Cosmo [†] Orbüs

[Film] District 9

[Ils ne sont pas les bienvenus]

District  9 est un des films les plus originaux de ces dernières années (2009) ; réalisé par Neill Blomkamp et produit par Peter Jackson (réalisateur du Seigneur des Anneaux). Le film nous propose une histoire de contact entre l’humanité et une civilisation extra-terrestre, d’une manière jamais vue sur un écran de cinéma. Que ce soit dans le traitement et la réalisation du film, dans son scénario ou dans la manière dont il aborde son sujet, District 9 est vraiment une pièce rare dans le cinéma à gros budget d’aujourd’hui.

Le pitch est aussi simple qu’inattendu, puisqu’il place l’action en Afrique du Sud à proximité de la ville de Johannesburg. Là ou, vingt ans avant l’action du film, s’est immobilisé un immense vaisseau spatial de technologie alien. Ses occupants sont d’une race humanoïde surnommée « mollusques » par les humains. Afin d’éviter qu’ils ne se répandent sur terre, le gouvernement sud-Africain charge la MNU (Multi National United) de parquer les non-humains dans un ghetto, le District 9. Dès lors, les années s’écoulent et on constate que le vaisseau sera incapable de rentrer sur sa planète d’origine. La présence du camp prévu pour être provisoire s’éternise et de nombreux problèmes de violence et de trafics en tous genre y apparaissent.

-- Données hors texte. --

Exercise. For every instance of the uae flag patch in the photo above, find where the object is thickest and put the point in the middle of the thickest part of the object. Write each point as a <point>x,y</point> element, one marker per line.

Le film commence en étant tourné exactement à la manière d’un reportage avec de nombreux interviews, des images d’archives et des témoignages de la population sur les évènements relatifs à l’arrivée des extra-terrestres. De façon très réalistes, ont constate que les incompréhensions et les préjugés entre les peuples sont très nombreux, et l’attitude des humains vis à vis de leurs « hôtes » n’est pas sans rappeler les pires heures de la ségrégation dans ce pays, et dans d’autres. Ce réalisme se retrouve dans la mise en scène des extra-terrestres eux-mêmes, qui ne sont pas dotés de super-pouvoirs et qui apparaissent clairement en position de faiblesse face aux moyens développés pour les contenir par la MNU.

Le personnage principal du film, Wikus van de Merwe, est le contraire absolu d’un héros. Décrit comme assez peu dégourdi, on comprend qu’il a obtenu son poste à hautes responsabilités dans la MNU grâce au piston de son beau-père. De fil en aiguilles, le personnage sera obligé de se retourner contre son camp et d’aider les mollusques à quitter la planète. Toutefois, son action reste de long en long motivée par son cas personnel, et pas par un altruisme désintéressé et peu crédible. Wikus est tellement humain (et tellement navrant par moments), que l’on ne peut pas ne pas s’y identifier un minimum. Jamais, dans quelque film que ce soit, je ne me suis senti aussi mal en m’identifiant à la situation du personnage principal.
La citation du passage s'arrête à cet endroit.